En tout état de cause, Monsieur [T] affirme toucher un salaire de 2200€, et devoir s’acquitter de charges fixes à hauteur de 1124€, ce qui lui laisse largement de quoi s’acquitter des 550€ exigés par le commissaire de justice en apurement de sa dette locative, laquelle perdure depuis plus de trois années.
En conséquence, Monsieur [T] sera débouté de l’ensemble de ses demandes.
Sur les demandes annexes
Au regard de la nature de l’affaire, de son contexte et de la durée du contentieux, il convient de condamner Monsieur [T] à la somme de 800€ en application des dispositions de l’article 700 du code de procédure civile.

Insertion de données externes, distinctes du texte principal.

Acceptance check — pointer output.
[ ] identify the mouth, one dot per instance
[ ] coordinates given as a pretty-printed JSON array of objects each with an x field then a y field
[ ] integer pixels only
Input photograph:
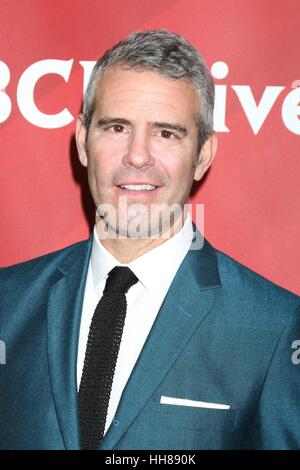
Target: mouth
[{"x": 137, "y": 189}]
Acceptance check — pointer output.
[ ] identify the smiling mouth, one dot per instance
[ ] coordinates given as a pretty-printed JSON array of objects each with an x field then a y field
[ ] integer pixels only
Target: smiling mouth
[{"x": 138, "y": 187}]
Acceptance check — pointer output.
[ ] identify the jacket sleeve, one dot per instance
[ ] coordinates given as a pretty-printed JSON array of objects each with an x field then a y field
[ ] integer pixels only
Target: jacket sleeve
[{"x": 276, "y": 424}]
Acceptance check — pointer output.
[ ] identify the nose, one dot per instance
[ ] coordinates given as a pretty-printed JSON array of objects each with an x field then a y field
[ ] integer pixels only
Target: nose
[{"x": 138, "y": 153}]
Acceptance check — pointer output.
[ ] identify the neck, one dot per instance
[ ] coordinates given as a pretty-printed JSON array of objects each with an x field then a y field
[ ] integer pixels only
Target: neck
[{"x": 129, "y": 248}]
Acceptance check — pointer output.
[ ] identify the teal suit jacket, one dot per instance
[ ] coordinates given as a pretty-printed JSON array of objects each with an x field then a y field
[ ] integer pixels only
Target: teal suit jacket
[{"x": 223, "y": 335}]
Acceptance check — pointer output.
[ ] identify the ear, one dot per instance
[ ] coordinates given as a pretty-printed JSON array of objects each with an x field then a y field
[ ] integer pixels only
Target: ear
[
  {"x": 81, "y": 140},
  {"x": 206, "y": 156}
]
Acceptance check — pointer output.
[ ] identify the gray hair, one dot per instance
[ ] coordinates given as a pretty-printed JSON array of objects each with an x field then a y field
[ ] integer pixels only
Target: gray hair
[{"x": 168, "y": 54}]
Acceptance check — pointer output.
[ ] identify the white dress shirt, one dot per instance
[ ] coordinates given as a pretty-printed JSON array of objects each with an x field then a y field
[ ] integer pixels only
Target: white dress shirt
[{"x": 155, "y": 271}]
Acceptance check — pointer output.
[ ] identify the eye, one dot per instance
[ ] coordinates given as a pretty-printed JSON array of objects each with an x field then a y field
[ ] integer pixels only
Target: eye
[
  {"x": 117, "y": 128},
  {"x": 167, "y": 134}
]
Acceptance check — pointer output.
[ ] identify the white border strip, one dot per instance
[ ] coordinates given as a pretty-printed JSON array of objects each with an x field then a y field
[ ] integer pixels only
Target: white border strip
[{"x": 192, "y": 403}]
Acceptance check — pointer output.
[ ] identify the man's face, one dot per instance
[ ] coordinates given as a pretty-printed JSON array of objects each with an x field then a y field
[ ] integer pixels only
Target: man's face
[{"x": 143, "y": 132}]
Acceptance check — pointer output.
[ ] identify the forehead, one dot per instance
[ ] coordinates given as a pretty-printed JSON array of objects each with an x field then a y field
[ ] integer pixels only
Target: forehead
[{"x": 144, "y": 91}]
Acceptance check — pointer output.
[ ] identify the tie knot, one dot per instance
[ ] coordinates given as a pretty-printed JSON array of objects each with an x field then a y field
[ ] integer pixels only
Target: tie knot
[{"x": 120, "y": 279}]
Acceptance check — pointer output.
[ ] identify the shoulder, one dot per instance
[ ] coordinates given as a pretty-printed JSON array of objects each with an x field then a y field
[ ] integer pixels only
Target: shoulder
[
  {"x": 37, "y": 267},
  {"x": 253, "y": 292}
]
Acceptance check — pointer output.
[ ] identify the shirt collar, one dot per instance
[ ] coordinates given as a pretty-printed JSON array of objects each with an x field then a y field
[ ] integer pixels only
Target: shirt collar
[{"x": 153, "y": 268}]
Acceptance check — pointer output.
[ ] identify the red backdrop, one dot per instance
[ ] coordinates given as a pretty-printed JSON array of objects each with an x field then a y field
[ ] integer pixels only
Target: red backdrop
[{"x": 251, "y": 193}]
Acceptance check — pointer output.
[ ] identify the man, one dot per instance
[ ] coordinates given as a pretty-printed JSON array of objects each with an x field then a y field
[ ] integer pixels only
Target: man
[{"x": 135, "y": 339}]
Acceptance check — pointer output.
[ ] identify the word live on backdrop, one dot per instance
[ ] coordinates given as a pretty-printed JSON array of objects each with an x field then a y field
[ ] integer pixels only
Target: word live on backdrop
[{"x": 256, "y": 113}]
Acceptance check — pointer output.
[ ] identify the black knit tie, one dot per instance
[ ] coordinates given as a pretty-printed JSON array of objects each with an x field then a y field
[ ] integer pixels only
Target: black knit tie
[{"x": 101, "y": 356}]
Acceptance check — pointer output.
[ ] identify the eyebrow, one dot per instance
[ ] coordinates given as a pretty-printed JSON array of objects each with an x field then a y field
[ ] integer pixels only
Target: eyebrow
[{"x": 161, "y": 125}]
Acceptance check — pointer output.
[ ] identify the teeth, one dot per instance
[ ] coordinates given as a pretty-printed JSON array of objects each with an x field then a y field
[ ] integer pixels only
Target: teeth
[{"x": 139, "y": 187}]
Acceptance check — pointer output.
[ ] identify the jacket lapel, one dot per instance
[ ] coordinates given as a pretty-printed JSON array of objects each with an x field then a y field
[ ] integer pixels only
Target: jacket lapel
[
  {"x": 63, "y": 324},
  {"x": 188, "y": 301}
]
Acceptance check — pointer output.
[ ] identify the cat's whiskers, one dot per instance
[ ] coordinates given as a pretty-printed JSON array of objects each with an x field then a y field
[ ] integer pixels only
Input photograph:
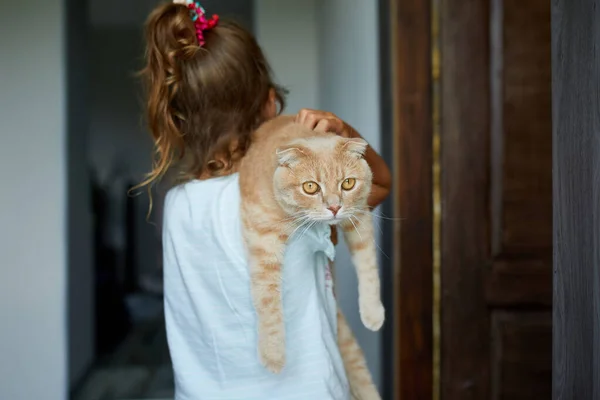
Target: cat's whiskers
[
  {"x": 354, "y": 225},
  {"x": 374, "y": 241}
]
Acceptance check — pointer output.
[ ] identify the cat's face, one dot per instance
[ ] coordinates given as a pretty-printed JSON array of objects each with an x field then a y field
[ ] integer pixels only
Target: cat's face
[{"x": 323, "y": 179}]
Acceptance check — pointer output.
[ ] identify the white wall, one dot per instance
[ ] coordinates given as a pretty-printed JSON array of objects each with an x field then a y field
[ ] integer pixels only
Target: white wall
[
  {"x": 349, "y": 87},
  {"x": 33, "y": 199},
  {"x": 326, "y": 53},
  {"x": 287, "y": 32}
]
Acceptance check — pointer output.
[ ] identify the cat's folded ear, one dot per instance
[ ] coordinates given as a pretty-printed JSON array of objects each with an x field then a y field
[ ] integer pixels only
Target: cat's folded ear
[
  {"x": 288, "y": 156},
  {"x": 355, "y": 146}
]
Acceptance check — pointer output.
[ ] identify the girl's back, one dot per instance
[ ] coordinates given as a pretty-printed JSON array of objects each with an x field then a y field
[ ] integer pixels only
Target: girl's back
[{"x": 209, "y": 311}]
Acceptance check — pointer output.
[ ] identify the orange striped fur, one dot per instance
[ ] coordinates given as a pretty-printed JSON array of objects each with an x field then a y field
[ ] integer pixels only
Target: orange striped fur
[{"x": 282, "y": 158}]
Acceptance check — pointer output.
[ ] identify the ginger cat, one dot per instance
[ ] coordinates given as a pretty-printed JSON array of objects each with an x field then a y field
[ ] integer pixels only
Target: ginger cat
[{"x": 292, "y": 172}]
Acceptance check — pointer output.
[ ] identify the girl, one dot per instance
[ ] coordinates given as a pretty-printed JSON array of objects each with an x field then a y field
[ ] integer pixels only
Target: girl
[{"x": 208, "y": 88}]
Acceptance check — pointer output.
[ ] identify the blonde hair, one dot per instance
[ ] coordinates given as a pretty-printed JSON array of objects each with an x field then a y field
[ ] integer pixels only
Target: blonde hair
[{"x": 202, "y": 101}]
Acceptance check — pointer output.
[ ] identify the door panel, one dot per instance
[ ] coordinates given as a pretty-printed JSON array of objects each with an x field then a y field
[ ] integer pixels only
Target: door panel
[
  {"x": 496, "y": 200},
  {"x": 521, "y": 362}
]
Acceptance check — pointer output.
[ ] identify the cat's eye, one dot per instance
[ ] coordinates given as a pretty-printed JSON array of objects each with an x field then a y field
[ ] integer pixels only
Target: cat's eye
[
  {"x": 348, "y": 183},
  {"x": 310, "y": 187}
]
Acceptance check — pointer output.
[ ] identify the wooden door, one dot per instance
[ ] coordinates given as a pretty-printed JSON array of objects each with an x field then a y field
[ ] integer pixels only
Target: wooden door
[{"x": 496, "y": 185}]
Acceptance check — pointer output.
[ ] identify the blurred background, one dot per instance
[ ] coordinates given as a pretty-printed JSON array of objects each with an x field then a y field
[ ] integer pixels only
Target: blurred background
[{"x": 81, "y": 279}]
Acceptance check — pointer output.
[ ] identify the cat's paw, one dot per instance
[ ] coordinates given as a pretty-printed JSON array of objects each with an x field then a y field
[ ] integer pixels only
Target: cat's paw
[
  {"x": 372, "y": 314},
  {"x": 365, "y": 392},
  {"x": 271, "y": 350}
]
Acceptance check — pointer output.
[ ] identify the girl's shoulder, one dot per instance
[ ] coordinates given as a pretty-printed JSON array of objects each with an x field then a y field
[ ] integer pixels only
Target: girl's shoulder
[{"x": 197, "y": 202}]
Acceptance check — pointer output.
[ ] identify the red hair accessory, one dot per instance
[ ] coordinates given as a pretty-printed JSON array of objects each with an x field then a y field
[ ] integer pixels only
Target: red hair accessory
[{"x": 198, "y": 15}]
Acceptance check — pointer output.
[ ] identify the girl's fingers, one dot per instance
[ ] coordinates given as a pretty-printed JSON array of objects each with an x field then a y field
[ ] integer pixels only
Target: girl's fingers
[
  {"x": 323, "y": 126},
  {"x": 320, "y": 121}
]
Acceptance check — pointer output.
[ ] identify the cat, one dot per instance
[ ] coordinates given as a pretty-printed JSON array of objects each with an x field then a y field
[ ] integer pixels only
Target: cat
[{"x": 275, "y": 187}]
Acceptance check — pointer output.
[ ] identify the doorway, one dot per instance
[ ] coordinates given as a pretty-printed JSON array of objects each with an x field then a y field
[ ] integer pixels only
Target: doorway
[{"x": 473, "y": 138}]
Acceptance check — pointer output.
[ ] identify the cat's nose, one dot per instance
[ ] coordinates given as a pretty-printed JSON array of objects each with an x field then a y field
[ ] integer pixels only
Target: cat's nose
[{"x": 334, "y": 209}]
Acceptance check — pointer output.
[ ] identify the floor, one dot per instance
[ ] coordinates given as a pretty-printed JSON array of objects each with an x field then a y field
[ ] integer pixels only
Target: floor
[{"x": 140, "y": 369}]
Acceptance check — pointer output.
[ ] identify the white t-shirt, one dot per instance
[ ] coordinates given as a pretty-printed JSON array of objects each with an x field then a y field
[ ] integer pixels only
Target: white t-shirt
[{"x": 210, "y": 317}]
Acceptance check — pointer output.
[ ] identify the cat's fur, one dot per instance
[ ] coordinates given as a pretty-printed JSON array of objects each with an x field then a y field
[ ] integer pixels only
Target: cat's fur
[{"x": 283, "y": 156}]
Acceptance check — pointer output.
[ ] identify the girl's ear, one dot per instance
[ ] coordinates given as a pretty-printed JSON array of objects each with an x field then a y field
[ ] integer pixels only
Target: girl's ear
[{"x": 271, "y": 106}]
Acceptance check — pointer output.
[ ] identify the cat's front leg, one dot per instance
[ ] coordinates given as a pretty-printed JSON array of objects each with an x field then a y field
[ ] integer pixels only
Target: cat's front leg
[
  {"x": 266, "y": 248},
  {"x": 359, "y": 377},
  {"x": 360, "y": 238}
]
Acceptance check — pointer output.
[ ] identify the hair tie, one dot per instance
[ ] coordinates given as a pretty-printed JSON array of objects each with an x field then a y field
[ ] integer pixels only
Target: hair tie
[{"x": 198, "y": 15}]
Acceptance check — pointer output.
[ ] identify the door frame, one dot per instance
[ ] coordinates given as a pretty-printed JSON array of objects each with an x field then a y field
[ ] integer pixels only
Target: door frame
[
  {"x": 410, "y": 371},
  {"x": 407, "y": 112},
  {"x": 576, "y": 199}
]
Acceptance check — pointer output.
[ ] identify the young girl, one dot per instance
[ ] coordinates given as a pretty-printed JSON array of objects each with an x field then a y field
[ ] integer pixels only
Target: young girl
[{"x": 209, "y": 87}]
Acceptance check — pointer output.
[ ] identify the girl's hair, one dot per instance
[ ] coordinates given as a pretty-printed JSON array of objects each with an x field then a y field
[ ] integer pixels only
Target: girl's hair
[{"x": 202, "y": 102}]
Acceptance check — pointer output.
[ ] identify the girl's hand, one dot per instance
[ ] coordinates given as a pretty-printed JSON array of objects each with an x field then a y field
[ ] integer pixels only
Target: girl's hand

Monsieur [T] sera tenu aux entiers dépens, en ce compris les frais de commissaire de justice.
PAR CES MOTIFS :
Le Juge de l’Exécution, statuant publiquement, contradictoirement, en premier ressort,
DÉBOUTE Monsieur [T] de l’ensemble de ses demandes,
CONSTATE que Monsieur [L] [E] est muni d’un titre exécutoire constatant une créance liquide et exigible pour la somme de 6.048,54€ Euros ainsi détaillée :
Principal 4.877,29 Euros
Frais 830,44 Euros,
Intérêts 340,81 Euros
AUTORISE la saisie des rémunérations de Monsieur [V] [T] pour cette somme,
CONDAMNE Monsieur [T] à 800€ en application de l’article 700 du code de procédure civile ainsi qu’aux entiers dépens de l’instance en ce compris les frais de commissaire de justice,
DÉBOUTE les parties de toute demande plus ample ou contraire.
Rappelle que le présent jugement est exécutoire de plein droit, le délai d’appel et l’appel lui-même n’ayant pas d’effet suspensif par application des dispositions de l’article R. 121- 21 du code des procédures civiles d’exécution ;
Rapelle que la signification de la présente décision est obligatoire avant tout acte d’exécution forcée.
Ainsi jugé par Madame Sophie SÉLOSSE, Vice-Présidente en charge des fonctions de Juge de l’exécution, assistée de Madame Emma JOUCLA, greffière, jugement prononcé par mise à disposition au greffe le 11 décembre 2024.